# New bike



## model-a (Aug 25, 2015)

Yard sale find


----------



## model-a (Aug 25, 2015)

Everything sanded time to pick a color.


----------



## model-a (Aug 25, 2015)

these bikes are built well.


----------



## model-a (Aug 25, 2015)

I have everything sanded and ready for paint


----------



## model-a (Aug 25, 2015)

Know what color


----------



## model-a (Aug 27, 2015)

Here are the numbers off this old blue bike I found anyone will these tell how old it is not very I wouldn't think so. Thanks


----------



## model-a (Aug 27, 2015)

I think the bike would look good the same color as the model-a hmmmm.


----------



## Duchess (Aug 27, 2015)

That should look good.

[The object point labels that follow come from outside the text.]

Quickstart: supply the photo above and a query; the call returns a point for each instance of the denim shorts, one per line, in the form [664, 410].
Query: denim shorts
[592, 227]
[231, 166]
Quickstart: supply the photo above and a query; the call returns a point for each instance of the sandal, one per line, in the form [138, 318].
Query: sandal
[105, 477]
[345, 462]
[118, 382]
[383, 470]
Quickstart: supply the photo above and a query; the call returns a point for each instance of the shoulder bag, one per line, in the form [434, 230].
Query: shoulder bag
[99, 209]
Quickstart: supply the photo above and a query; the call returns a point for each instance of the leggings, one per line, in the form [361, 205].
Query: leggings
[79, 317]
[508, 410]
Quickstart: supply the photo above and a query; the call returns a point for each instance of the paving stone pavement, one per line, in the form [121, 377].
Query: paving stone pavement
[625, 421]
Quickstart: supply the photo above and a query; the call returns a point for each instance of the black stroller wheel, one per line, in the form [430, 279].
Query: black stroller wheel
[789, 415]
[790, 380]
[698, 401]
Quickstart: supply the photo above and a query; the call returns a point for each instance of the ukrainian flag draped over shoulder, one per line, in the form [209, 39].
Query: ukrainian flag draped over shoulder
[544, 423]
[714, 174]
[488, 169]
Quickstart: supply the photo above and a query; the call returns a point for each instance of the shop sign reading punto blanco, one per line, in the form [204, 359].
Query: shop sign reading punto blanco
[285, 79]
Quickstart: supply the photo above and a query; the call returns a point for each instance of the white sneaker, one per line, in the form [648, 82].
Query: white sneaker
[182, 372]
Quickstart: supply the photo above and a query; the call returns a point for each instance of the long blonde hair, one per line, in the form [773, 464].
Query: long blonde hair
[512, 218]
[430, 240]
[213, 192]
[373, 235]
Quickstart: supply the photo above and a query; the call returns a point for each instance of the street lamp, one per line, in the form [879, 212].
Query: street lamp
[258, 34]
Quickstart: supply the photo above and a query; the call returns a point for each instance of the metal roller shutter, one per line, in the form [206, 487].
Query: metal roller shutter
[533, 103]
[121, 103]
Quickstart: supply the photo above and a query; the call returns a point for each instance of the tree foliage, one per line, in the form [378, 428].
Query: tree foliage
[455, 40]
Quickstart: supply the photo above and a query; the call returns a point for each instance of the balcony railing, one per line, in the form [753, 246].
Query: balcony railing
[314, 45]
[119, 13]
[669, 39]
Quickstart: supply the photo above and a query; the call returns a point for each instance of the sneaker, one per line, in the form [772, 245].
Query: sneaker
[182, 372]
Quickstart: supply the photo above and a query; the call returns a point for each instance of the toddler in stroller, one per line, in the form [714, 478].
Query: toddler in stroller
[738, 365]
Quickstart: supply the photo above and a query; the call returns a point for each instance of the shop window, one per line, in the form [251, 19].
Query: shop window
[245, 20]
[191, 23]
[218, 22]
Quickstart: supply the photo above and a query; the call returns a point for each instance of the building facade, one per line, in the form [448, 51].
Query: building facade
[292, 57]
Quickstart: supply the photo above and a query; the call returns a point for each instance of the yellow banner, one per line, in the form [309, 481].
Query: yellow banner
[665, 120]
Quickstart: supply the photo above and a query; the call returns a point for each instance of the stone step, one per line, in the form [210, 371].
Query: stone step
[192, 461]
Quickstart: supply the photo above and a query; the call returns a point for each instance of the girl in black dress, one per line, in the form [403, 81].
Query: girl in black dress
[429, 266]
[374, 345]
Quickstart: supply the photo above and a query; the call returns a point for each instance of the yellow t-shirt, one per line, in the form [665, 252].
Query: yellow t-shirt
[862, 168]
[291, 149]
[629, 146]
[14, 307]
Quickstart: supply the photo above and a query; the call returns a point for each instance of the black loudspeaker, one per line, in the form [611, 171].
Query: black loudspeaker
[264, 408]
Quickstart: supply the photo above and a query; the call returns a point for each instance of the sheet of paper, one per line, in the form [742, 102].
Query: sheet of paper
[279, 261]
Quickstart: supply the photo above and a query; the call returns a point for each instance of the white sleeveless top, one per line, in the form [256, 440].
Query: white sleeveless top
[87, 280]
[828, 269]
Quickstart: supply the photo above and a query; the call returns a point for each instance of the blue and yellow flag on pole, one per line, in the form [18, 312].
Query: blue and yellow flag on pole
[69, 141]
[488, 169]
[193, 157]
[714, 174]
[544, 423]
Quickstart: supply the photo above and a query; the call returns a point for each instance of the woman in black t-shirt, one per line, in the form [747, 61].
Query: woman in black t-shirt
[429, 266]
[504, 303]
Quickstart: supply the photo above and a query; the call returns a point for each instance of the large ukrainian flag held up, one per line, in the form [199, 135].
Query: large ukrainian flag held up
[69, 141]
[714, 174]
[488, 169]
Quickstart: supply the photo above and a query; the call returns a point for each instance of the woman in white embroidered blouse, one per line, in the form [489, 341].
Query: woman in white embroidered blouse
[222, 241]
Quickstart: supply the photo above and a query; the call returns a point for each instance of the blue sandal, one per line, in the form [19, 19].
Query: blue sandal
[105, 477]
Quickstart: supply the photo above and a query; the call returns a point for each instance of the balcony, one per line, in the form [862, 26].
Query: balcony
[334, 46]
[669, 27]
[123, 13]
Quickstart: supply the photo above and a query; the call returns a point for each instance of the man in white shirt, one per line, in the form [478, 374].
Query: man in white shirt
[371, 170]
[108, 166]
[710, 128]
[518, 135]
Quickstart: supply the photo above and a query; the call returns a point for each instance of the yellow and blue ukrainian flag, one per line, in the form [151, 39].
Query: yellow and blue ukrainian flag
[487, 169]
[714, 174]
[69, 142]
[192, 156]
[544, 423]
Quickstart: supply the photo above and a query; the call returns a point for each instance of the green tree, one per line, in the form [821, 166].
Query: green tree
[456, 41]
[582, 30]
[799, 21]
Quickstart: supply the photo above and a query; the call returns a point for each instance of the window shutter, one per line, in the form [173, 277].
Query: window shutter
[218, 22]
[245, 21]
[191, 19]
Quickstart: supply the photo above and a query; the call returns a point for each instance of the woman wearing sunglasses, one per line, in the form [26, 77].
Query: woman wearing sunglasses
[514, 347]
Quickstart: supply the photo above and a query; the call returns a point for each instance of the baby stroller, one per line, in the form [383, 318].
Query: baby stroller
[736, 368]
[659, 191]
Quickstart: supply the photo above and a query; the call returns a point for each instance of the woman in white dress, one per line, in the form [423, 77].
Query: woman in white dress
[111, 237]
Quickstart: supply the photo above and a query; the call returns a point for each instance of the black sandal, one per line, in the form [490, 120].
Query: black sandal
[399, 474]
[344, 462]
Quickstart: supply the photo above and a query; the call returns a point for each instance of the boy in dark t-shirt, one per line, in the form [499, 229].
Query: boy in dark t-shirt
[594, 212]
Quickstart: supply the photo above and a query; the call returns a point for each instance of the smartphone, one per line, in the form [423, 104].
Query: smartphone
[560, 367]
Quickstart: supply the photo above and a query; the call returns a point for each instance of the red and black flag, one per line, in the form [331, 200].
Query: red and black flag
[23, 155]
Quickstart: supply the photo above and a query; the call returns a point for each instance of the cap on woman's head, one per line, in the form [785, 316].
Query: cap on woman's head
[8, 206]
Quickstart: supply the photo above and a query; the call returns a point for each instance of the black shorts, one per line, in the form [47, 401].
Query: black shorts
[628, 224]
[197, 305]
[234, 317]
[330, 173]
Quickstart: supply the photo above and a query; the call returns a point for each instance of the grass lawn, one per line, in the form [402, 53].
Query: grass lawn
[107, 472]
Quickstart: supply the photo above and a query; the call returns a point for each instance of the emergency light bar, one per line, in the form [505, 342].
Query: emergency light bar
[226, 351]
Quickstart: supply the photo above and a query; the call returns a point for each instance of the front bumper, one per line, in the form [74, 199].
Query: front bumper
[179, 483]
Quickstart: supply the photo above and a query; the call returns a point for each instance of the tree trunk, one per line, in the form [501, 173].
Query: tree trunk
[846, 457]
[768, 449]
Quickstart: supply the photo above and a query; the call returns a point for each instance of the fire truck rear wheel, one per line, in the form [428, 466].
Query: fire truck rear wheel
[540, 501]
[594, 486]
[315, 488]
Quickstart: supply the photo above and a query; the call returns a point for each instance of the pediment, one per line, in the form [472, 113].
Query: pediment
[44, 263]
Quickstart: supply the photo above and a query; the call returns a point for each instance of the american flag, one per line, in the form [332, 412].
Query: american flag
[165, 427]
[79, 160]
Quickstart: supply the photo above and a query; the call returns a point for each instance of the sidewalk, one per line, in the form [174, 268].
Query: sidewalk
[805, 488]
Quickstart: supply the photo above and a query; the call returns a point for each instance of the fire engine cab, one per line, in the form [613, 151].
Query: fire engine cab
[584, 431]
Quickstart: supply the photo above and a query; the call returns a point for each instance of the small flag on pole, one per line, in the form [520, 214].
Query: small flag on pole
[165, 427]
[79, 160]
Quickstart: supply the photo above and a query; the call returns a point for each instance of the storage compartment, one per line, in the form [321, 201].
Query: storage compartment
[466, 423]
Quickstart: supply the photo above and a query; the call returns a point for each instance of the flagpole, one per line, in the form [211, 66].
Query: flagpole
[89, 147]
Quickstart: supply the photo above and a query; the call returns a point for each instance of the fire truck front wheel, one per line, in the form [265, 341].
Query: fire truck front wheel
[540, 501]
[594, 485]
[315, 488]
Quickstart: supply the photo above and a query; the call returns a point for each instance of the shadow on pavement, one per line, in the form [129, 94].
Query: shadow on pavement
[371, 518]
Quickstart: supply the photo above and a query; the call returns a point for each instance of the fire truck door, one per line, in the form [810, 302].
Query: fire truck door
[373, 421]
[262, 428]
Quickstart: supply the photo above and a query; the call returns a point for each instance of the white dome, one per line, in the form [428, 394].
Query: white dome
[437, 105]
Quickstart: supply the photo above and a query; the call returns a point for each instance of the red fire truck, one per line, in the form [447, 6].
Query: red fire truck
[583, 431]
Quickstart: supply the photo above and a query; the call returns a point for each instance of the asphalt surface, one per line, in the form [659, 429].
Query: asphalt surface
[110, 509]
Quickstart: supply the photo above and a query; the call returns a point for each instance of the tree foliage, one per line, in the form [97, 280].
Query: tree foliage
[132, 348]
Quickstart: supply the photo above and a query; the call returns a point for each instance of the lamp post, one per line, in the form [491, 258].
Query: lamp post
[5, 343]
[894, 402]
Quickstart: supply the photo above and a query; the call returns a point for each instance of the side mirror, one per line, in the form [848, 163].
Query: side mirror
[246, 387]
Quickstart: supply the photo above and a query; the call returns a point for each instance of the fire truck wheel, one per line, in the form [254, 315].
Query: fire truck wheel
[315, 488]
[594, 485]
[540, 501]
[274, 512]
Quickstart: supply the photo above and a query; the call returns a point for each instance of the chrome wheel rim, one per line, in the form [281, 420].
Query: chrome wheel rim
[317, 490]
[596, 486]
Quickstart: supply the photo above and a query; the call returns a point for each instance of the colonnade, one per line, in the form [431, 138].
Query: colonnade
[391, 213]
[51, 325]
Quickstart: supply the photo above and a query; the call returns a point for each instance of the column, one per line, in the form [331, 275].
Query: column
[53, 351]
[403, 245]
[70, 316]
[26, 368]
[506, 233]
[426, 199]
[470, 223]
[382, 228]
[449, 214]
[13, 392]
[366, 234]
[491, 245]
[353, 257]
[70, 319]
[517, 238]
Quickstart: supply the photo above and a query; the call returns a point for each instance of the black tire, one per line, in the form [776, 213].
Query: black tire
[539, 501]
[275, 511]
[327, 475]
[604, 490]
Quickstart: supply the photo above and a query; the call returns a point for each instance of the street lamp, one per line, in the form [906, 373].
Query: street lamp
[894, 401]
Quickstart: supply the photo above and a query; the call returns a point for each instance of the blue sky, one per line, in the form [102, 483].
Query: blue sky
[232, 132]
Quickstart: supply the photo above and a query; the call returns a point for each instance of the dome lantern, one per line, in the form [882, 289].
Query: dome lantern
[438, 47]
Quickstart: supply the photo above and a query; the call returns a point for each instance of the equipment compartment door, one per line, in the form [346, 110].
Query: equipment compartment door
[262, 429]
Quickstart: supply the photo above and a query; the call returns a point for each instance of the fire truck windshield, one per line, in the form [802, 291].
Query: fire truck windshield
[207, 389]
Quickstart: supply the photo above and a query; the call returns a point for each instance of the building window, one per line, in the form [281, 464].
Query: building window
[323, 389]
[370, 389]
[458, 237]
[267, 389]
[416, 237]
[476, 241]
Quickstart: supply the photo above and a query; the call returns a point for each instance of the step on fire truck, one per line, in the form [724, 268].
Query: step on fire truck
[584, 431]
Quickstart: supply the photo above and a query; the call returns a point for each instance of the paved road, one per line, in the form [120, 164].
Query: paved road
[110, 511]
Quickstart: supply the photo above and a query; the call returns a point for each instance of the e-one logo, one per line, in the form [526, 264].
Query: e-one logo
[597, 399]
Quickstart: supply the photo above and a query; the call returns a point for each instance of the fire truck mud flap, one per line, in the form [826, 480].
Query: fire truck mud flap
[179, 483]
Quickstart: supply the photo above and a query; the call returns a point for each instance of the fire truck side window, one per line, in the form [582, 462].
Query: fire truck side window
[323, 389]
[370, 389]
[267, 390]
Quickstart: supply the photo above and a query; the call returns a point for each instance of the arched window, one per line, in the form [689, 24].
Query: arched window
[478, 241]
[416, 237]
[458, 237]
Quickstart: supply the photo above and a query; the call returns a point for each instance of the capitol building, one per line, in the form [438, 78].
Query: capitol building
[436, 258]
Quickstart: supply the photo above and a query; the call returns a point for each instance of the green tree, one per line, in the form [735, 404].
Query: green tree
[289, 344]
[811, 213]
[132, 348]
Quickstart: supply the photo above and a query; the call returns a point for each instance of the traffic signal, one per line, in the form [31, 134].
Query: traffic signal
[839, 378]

I'm thinking of matching the next project bike to one of my cars as well, I kind of like the idea of a companion, like a horse stable's goat, I guess.


----------



## model-a (Aug 28, 2015)

I would like to know If there is a chart to go by that helps ID bikes I can get the numbers but have no clue what they mean thanks.

model-a,chris


----------



## DonChristie (Aug 28, 2015)

Hard to say what kind of bike that is. Forks put it in the 80s but they could of been swapped. Serial numbers arent always a precise way of identifying it. I would guess maybe a Columbia or Huffy? Matching the Model A would be cool or a dayglo 80s color? Either way, looks like your having fun and thats what its all about! I dig Old Model A's! Is that a Victoria? 30 or 31?


----------



## model-a (Aug 28, 2015)

31 sedan.


----------



## model-a (Aug 29, 2015)

Worked on the old blue bike today, got a few pictures.


----------



## model-a (Aug 29, 2015)

Frame ready for some more sanding.


----------



## model-a (Aug 29, 2015)

good day for painting too not windy.


----------



## model-a (Aug 29, 2015)

Straws work great.


----------



## model-a (Sep 8, 2015)

Got the old blue bike done.


----------



## model-a (Sep 8, 2015)

The badge is my Car Club The Road Pilots.


----------



## rustintime (Sep 9, 2015)

The Jamis Earth cruisers were made from 1979-86..Yours looked to be completely original.. There not really a high end cruiser, but putting some cross bar and removing the chain guard, you have a cool BMX cruiser..The tires (sand jam)on these bikes had sea shells for treads..I ride cruisers like that one out here in California..I wish I had asked what your plans were before you sanded off the paint, I would have liked to have an original Earth cruiser..


----------



## mousumi1 (Jan 29, 2016)

Awesome, hard to say what exact kind of bike it is!


----------